December 3, 1997: Statement by the President of the Security Council in which the Council endorses the conclusions and recommendations of the Emergency Session of the Commission. The Council also stresses that the effectiveness and speed with which UNSCOM might accomplish its responsibilities was determined by the degree to which Iraq cooperated in disclosing the full extent and disposition of its proscribed programs, and in granting UNSCOM unimpeded to all sites, records and individuals. The Council further welcomes the progress achieved by UNSCOM and the IAEA in the various disarmament areas (S/PRST/1997/54).

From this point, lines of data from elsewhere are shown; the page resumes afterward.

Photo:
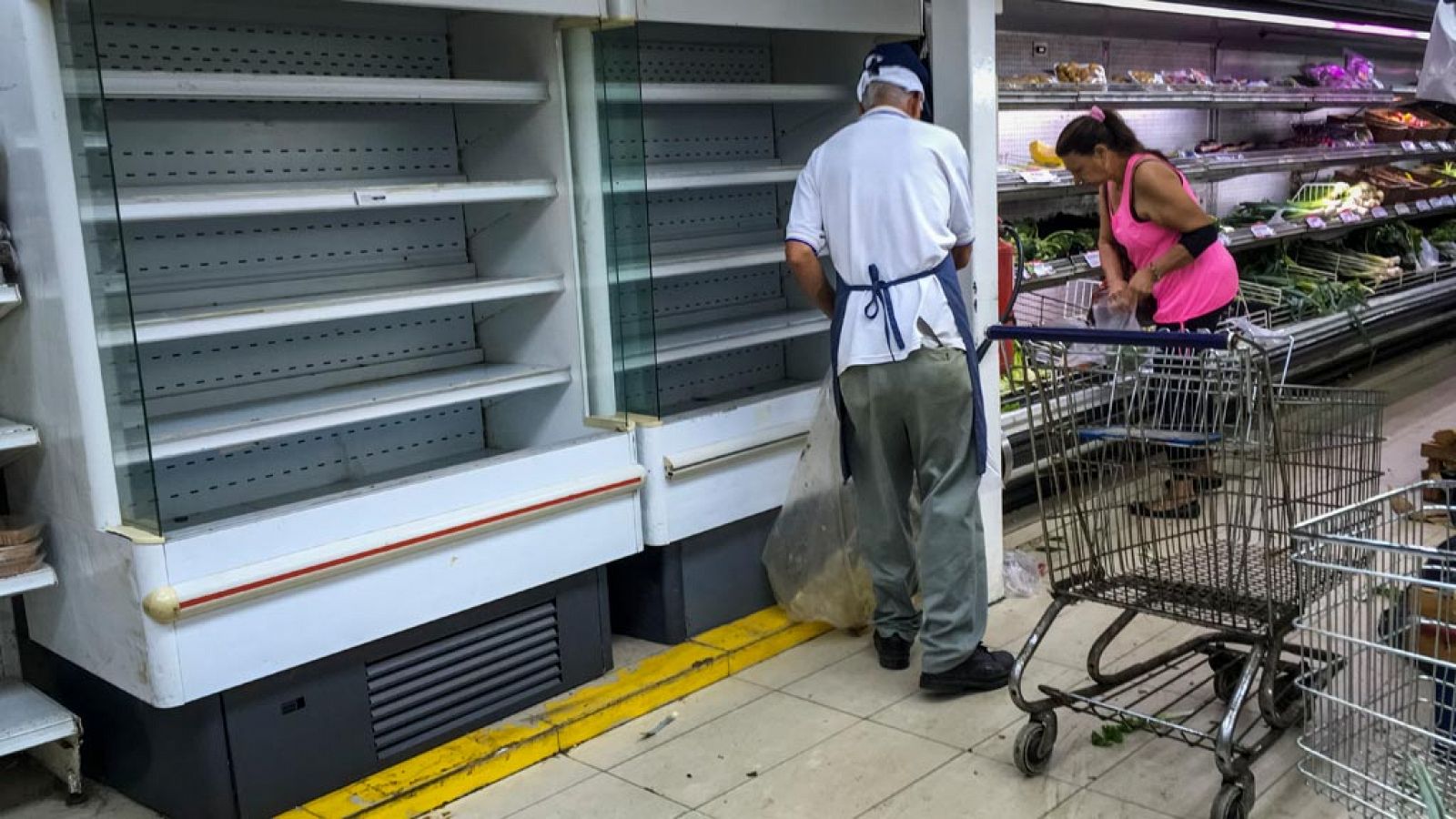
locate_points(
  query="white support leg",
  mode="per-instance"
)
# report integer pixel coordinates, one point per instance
(963, 62)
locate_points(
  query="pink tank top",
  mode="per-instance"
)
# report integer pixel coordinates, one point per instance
(1186, 293)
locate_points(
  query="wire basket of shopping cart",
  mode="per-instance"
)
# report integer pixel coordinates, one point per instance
(1380, 733)
(1171, 468)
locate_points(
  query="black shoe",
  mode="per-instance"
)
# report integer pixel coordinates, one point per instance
(1186, 511)
(983, 671)
(895, 652)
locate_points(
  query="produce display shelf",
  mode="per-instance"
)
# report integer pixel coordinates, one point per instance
(188, 433)
(31, 719)
(165, 205)
(1060, 271)
(742, 94)
(303, 87)
(699, 175)
(1012, 187)
(9, 299)
(244, 317)
(732, 334)
(15, 439)
(1052, 96)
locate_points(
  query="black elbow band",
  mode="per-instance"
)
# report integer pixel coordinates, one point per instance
(1198, 241)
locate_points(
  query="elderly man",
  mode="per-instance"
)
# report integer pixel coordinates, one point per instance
(890, 198)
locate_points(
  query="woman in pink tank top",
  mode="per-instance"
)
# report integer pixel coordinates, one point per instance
(1149, 213)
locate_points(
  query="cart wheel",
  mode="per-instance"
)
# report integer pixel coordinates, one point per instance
(1034, 743)
(1235, 800)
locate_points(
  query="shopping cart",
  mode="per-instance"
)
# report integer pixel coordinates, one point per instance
(1380, 734)
(1118, 417)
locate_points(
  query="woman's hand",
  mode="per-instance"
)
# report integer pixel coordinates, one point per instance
(1138, 288)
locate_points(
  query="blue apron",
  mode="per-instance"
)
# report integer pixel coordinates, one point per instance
(883, 308)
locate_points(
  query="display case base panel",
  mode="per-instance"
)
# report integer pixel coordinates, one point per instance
(274, 743)
(674, 592)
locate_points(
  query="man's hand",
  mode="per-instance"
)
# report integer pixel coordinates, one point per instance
(810, 274)
(1138, 288)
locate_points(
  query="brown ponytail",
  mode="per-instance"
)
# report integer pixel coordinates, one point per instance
(1085, 133)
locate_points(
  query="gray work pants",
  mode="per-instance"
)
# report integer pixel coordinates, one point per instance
(914, 423)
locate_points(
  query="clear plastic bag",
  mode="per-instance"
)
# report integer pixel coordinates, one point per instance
(812, 554)
(1023, 573)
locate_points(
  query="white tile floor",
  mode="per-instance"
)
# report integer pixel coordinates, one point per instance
(822, 732)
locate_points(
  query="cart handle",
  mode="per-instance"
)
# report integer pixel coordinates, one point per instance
(1165, 339)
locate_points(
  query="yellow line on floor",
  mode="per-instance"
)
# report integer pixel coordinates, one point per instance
(448, 773)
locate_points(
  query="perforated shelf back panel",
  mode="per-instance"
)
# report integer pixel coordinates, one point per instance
(198, 489)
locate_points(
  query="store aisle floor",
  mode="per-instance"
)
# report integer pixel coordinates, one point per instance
(822, 732)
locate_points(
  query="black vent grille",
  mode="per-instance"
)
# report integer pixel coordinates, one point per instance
(463, 681)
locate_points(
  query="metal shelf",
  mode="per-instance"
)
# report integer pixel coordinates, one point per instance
(733, 334)
(15, 439)
(31, 719)
(164, 205)
(291, 87)
(174, 436)
(1060, 271)
(31, 581)
(244, 317)
(1011, 187)
(1055, 96)
(9, 299)
(698, 175)
(725, 94)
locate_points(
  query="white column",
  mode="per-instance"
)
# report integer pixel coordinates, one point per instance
(963, 60)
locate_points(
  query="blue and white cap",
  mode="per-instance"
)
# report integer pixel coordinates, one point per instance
(897, 65)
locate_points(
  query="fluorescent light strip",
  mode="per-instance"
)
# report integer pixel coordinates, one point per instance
(1162, 6)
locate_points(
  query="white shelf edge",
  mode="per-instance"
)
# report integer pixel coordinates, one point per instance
(725, 94)
(203, 203)
(295, 87)
(31, 581)
(695, 177)
(290, 312)
(725, 336)
(261, 420)
(9, 299)
(31, 719)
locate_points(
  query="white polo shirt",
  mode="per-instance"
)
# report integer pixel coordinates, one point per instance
(895, 193)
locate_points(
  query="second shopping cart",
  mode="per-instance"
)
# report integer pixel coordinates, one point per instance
(1171, 468)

December 17, 1997: The Executive Chairman returns to New York from Iraq and reports, inter alia, to the Council that Iraq would not permit UNSCOM inspectors into a category of sites (Presidential and Sovereign) hitherto not identified to the Council or the Commission as being off-limits to inspection (S/1997/987).
December 22, 1997: The President of the Security Council issues a statement in which members of the Council call upon the Government of Iraq to cooperate fully with UNSCOM and stress that failure by Iraq to provide immediate, unconditional and unrestricted access to any site is unacceptable (S/PRST/1997/56).